A low opinion of California’s business climate is not limited to 24/7 Wall St. In its 2010 annual survey of the best and worst states for business, Chief Executive magazine gave its “booby prize” for worst state to California for the second year in a row. The global consulting firm Bain & Co. found that “California is far worse [for business] than any other state by a very significant margin.” Development Counselors International (specialists in business relocations) surveyed corporate executives in March 2011 and found that 72% responded that California has the “worst business climate” in the entire U.S. The Tax Foundation lists California as 49th in its 2011 State Business Tax Climate Index. And, according to Equifax, the four metropolitan areas with the greatest number of small-business bankruptcies (up 10% in 2010 alone) were located in California.

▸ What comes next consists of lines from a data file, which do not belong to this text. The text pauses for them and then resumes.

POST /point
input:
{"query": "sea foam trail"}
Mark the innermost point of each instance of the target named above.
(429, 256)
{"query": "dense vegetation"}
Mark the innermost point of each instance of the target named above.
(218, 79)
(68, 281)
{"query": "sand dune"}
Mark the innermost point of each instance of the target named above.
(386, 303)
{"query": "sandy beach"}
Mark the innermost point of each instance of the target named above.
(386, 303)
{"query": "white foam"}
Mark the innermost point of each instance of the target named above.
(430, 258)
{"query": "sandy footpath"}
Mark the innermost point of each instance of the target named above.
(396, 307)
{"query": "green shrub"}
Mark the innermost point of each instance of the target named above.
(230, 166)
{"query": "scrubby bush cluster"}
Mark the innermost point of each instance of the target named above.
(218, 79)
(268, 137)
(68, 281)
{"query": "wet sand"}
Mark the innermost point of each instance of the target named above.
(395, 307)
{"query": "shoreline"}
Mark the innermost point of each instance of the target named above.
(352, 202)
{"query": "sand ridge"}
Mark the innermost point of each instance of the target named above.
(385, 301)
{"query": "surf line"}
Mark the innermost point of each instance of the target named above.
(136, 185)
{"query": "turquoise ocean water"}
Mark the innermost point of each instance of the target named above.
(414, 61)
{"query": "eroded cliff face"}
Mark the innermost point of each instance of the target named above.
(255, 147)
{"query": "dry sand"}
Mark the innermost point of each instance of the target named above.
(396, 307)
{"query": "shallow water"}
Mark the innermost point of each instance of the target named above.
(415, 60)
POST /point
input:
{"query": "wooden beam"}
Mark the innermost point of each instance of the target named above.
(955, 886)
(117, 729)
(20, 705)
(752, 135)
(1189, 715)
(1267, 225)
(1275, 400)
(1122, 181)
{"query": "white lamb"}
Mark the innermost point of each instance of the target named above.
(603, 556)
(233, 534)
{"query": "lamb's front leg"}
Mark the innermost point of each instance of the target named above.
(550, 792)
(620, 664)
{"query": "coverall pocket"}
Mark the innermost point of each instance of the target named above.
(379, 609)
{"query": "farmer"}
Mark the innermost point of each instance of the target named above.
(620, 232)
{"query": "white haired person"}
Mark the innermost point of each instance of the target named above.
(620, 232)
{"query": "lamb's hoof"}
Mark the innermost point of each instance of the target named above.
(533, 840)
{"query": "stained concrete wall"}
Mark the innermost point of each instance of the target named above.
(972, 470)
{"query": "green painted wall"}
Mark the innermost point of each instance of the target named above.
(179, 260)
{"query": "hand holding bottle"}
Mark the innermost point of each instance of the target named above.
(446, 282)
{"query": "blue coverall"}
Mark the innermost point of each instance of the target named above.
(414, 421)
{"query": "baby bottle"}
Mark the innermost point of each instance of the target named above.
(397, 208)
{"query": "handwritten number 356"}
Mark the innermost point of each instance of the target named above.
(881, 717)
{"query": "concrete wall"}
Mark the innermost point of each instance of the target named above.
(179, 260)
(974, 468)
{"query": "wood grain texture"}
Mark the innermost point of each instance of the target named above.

The direct result of a decade of anti-business practices has been permanent loss of good-paying middle-class jobs. For example, California has lost 640,000 factory jobs (34% of its manufacturing base) and 1.5 million residents over the past decade, while Texas gained more than 800,000 residents and added close to 800,000 jobs to its economy, according to the Bureau of Labor Statistics. California’s unemployment rate today hovers around 12.3% (Texas sits at 8.1%) with a cost of living 33% higher than the national average. It’s not difficult to pinpoint why so many businesses have pulled up stakes and relocated: an anti-business climate, the very high cost of doing business, and very high business and personal income taxes.
Another equally important factor that is pushing manufacturing jobs out of California is the rising cost of electricity, caused by the state’s ill-conceived energy policies.
Policies Push Up Prices
The two key energy policies, among many, that are rapidly pushing up the cost of electricity are the California Global Warming Solutions Act (AB32) and the state’s newly hiked RPS.
That AB32 is a jobs killer is not in dispute. Even one of the California Air Resources Board (CARB) scenarios predicts up to 320,000 additional job losses when the bill is fully implemented. A study by Charles River Associates, using CARB data, predicted a drop in household income of $1,175 as the best possible result of AB32. A report by Varshney & Associates concluded that the cost for every household will be “9% of its after tax annual income ($3,857) on AB32 related regulatory costs.” The California Small Business Roundtable predicts 1.1 million job losses caused by a fully implemented AB32, about 6% of the state’s current workforce.
Together, AB32 and the new RPS have trifling environmental value, in my view, but do increase upward pressure on the cost of electricity, further eroding the economic competitiveness of the world’s eighth-largest economy. Governor Brown said that he believed the state could get 40% of its electricity from renewables “at reasonable cost” in the near future. Today, electricity costs are so “reasonable” that Pacific Gas and Electric Co.’s top tier residential rates exceed $0.40/kWh, and additional rate increases are on the horizon.
Prices Push Out Jobs
California remains an energetic center of technological innovation, but its energy policies are causing businesses and middle-class manufacturing jobs to be exported at an irreplaceable rate. Also seemingly overlooked by the state’s political leadership is that once these jobs leave the state, the losses are permanent.
In the Middle Ages, alchemists searched for the secret of transmuting lead into gold. Today, California’s economy-killing energy policies have achieved the impossible—converting gold into lead.
— Dr. Robert Peltier, PE is POWER’s editor-in-chief.